💣 fix: Harden against falsified ZIP metadata in ODT parsing (#12320)

* security: replace JSZip metadata guard with yauzl streaming decompression The ODT decompressed-size guard was checking JSZip's private _data.uncompressedSize fields, which are populated from the ZIP central directory — attacker-controlled metadata. A crafted ODT with falsified uncompressedSize values bypassed the 50MB cap entirely, allowing content.xml decompression to exhaust Node.js heap memory (DoS). Replace JSZip with yauzl for ODT extraction. The new extractOdtContentXml function uses yauzl's streaming API: it lazily iterates ZIP entries, opens a decompression stream for content.xml, and counts real bytes as they arrive from the inflate stream. The stream is destroyed the moment the byte count crosses ODT_MAX_DECOMPRESSED_SIZE, aborting the inflate before the full payload is materialised in memory. - Remove jszip from direct dependencies (still transitive via mammoth) - Add yauzl + @types/yauzl - Update zip-bomb test to verify streaming abort with DEFLATE payload * fix: close file descriptor leaks and declare jszip test dependency - Use a shared `finish()` helper in extractOdtContentXml that calls zipfile.close() on every exit path (success, size cap, missing entry, openReadStream errors, zipfile errors). Without this, any error path leaked one OS file descriptor permanently — uploading many malformed ODTs could exhaust the process FD limit (a distinct DoS vector). - Add jszip to devDependencies so the zip-bomb test has an explicit dependency rather than relying on mammoth's transitive jszip. - Update JSDoc to document that all exit paths close the zipfile. * fix: move yauzl from dependencies to peerDependencies Matches the established pattern for runtime parser libraries in packages/api: mammoth, pdfjs-dist, and xlsx are all peerDependencies (provided by the consuming /api workspace) with devDependencies for testing. yauzl was incorrectly placed in dependencies. * fix: add yauzl to /api dependencies to satisfy peer dep packages/api declares yauzl as a peerDependency; /api is the consuming workspace that must provide it at runtime, matching the pattern used for mammoth, pdfjs-dist, and xlsx.

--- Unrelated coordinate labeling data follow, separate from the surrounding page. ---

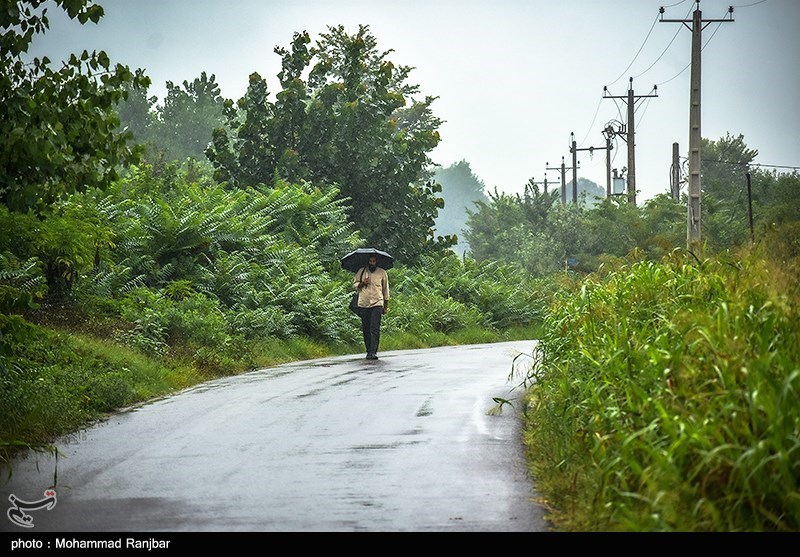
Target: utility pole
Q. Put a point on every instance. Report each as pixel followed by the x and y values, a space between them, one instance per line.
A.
pixel 540 183
pixel 630 99
pixel 693 205
pixel 573 149
pixel 675 174
pixel 563 170
pixel 591 150
pixel 750 209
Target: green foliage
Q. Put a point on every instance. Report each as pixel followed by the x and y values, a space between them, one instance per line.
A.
pixel 487 294
pixel 22 283
pixel 461 189
pixel 665 397
pixel 58 127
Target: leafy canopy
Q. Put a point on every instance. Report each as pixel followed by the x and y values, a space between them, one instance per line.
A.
pixel 58 127
pixel 345 117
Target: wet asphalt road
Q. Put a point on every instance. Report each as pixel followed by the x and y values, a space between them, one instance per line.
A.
pixel 341 444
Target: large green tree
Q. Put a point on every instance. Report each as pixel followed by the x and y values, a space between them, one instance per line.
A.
pixel 345 117
pixel 58 128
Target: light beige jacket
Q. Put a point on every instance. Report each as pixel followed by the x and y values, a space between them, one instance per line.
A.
pixel 376 292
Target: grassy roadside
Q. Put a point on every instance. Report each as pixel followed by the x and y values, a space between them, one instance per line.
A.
pixel 668 398
pixel 71 372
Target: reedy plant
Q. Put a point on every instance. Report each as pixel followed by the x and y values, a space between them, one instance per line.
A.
pixel 666 396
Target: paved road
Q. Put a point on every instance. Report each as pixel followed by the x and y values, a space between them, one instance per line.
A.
pixel 403 444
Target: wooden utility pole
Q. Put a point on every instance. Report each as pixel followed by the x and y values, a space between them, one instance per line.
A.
pixel 563 170
pixel 631 99
pixel 693 238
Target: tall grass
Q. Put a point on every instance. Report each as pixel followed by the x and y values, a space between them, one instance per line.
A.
pixel 666 397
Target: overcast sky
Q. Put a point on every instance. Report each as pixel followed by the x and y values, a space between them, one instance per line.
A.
pixel 514 78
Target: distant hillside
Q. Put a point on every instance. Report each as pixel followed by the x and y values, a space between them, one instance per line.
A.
pixel 461 188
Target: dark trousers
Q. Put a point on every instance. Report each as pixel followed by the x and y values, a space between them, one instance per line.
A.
pixel 371 327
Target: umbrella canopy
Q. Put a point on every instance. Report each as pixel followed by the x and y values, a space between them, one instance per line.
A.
pixel 354 260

2026-03-22 15:46:33 +01:00 · 2026-03-19 22:13:40 -04:00 · 2026-03-19 22:13:40 -04:00 · e442984364
commit e442984364
parent ecd6d76bc8
5 changed files with 108 additions and 36 deletions
--- a/packages/api/src/files/documents/crud.spec.ts
+++ b/packages/api/src/files/documents/crud.spec.ts
@ -104,7 +104,7 @@ describe('Document Parser', () => {
    await expect(parseDocument({ file })).rejects.toThrow('No text found in document');
  });

-  test('parseDocument() throws for odt whose decompressed content exceeds the size limit', async () => {
+  test('parseDocument() aborts decompression when content.xml exceeds the size limit', async () => {
    const zip = new JSZip();
    zip.file('mimetype', 'application/vnd.oasis.opendocument.text', { compression: 'STORE' });
    zip.file('content.xml', 'x'.repeat(51 * 1024 * 1024), { compression: 'DEFLATE' });
@ -118,7 +118,7 @@ describe('Document Parser', () => {
        path: tmpPath,
        mimetype: 'application/vnd.oasis.opendocument.text',
      } as Express.Multer.File;
-      await expect(parseDocument({ file })).rejects.toThrow(/exceeds the 50MB limit/);
+      await expect(parseDocument({ file })).rejects.toThrow(/exceeds the 50MB decompressed limit/);
    } finally {
      await fs.promises.unlink(tmpPath);
    }
--- a/packages/api/src/files/documents/crud.ts
+++ b/packages/api/src/files/documents/crud.ts
@ -1,5 +1,5 @@
 import * as fs from 'fs';
-import JSZip from 'jszip';
+import yauzl from 'yauzl';
 import { megabyte, excelMimeTypes, FileSources } from 'librechat-data-provider';
 import type { TextItem } from 'pdfjs-dist/types/src/display/api';
 import type { MistralOCRUploadResult } from '~/types';
@ -124,28 +124,7 @@ async function excelSheetToText(file: Express.Multer.File): Promise<string> {
 * text boxes, and annotations are stripped without replacement.
 */
 async function odtToText(file: Express.Multer.File): Promise<string> {
-  const data = await fs.promises.readFile(file.path);
-  const zip = await JSZip.loadAsync(data);
-
-  let totalUncompressed = 0;
-  zip.forEach((_, entry) => {
-    const raw = entry as JSZip.JSZipObject & { _data?: { uncompressedSize?: number } };
-    // _data.uncompressedSize is populated from the ZIP central directory at parse time
-    // by jszip (private internal, jszip@3.x). If the field is absent the guard fails
-    // open (adds 0); this is an accepted limitation of the approach.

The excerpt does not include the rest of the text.